College of Environment and Ecology, Hunan Agricultural University, Changsha, 410128, PR China.
Department of Environmental Sciences, The University of Haripur, Haripur, Pakistan.
Environ Pollut. 2023 Jun 1;326:121488. doi: 10.1016/j.envpol.2023.121488. Epub 2023 Mar 21.

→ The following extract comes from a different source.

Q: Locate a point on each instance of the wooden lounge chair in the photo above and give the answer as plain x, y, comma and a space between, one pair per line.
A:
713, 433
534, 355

Numerous studies have revealed the spread mechanism of antibiotic resistance genes (ARGs) in single antibiotic-contaminated soils. However, the comprehensive impacts of heavy metals and antibiotics on ARGs and the underlying mechanisms are still unknown. Here, high-throughput quantitative PCR and high-throughput sequencing were used to investigate changes in ARGs and bacterial communities under various sulfamethoxazole (SMX) regimes (0, 1, 10, 50 mg kg) in arsenic (As) contaminated soils. The study found that the abundances of ARGs, mobile genetic elements (MGEs), and heavy metal resistance genes (HMRGs) significantly increased in the soil fortified at 10 and 50 mg kg SMX concentrations. The ARGs abundance increased with the increase in the MGEs abundance. Many significant positive correlations between various ARGs subtypes and HMRGs subtypes were found. These results indicate that the HMRGs and MGEs positively contributed to the enrichment of ARGs in As-contaminated soils under SMX stress. Meanwhile, the abundance of copiotrophic (Actinobacteriota) reduced and oligotrophic (Gemmatimonadota) increased, indicating that the life history strategy of the community changed. In addition, Gemmatimonadota was positively correlated to ARGs, HMRGs, and MGEs, suggesting that Gemmatimonadota, which can cope with As and SMX stress, was the host for resistance genes in the soil. Finally, the study found that MGEs play a determinant role in ARGs proliferation due to the direct utilization of HGT, and the indirect effect for ARGs spread under a co-selection mechanism of ARGs and HMRGs, while the bacterial community showed indirect influences by altering environmental factors to act on MGEs. Collectively, this study revealed new insights into the mechanisms of resistance gene transmission under combined SMX and As contamination in soil ecosystems.
大量研究揭示了抗生素耐药基因(ARGs)在单一抗生素污染土壤中的传播机制。然而,重金属和抗生素对 ARGs 的综合影响及其潜在机制尚不清楚。在此,采用高通量定量 PCR 和高通量测序技术,研究了在砷(As)污染土壤中不同磺胺甲恶唑(SMX)浓度(0、1、10、50 mg kg)下磺胺甲恶唑对 ARGs 和细菌群落的影响。研究发现,在 10 和 50 mg kg SMX 浓度下,土壤中 ARGs、移动遗传元件(MGEs)和重金属抗性基因(HMRGs)的丰度显著增加。ARGs 的丰度随着 MGEs 丰度的增加而增加。发现各种 ARGs 亚型和 HMRGs 亚型之间存在许多显著的正相关关系。这些结果表明,在 SMX 胁迫下,砷污染土壤中,HMRGs 和 MGEs 对 ARGs 的富集起积极作用。同时,富养型(Actinobacteriota)的丰度减少,贫养型(Gemmatimonadota)的丰度增加,表明群落的生活史策略发生了变化。此外,Gemmatimonadota 与 ARGs、HMRGs 和 MGEs 呈正相关,表明能够应对 As 和 SMX 胁迫的 Gemmatimonadota 是土壤中抗性基因的宿主。最后,研究发现 MGEs 通过直接利用 HGT 在 ARGs 增殖中起决定作用,以及通过 ARGs 和 HMRGs 的共选择机制对 ARGs 传播的间接作用,而细菌群落通过改变环境因素对 MGEs 产生间接影响。总的来说,本研究揭示了在土壤生态系统中,SMX 和 As 联合污染下,抗性基因传播的机制的新见解。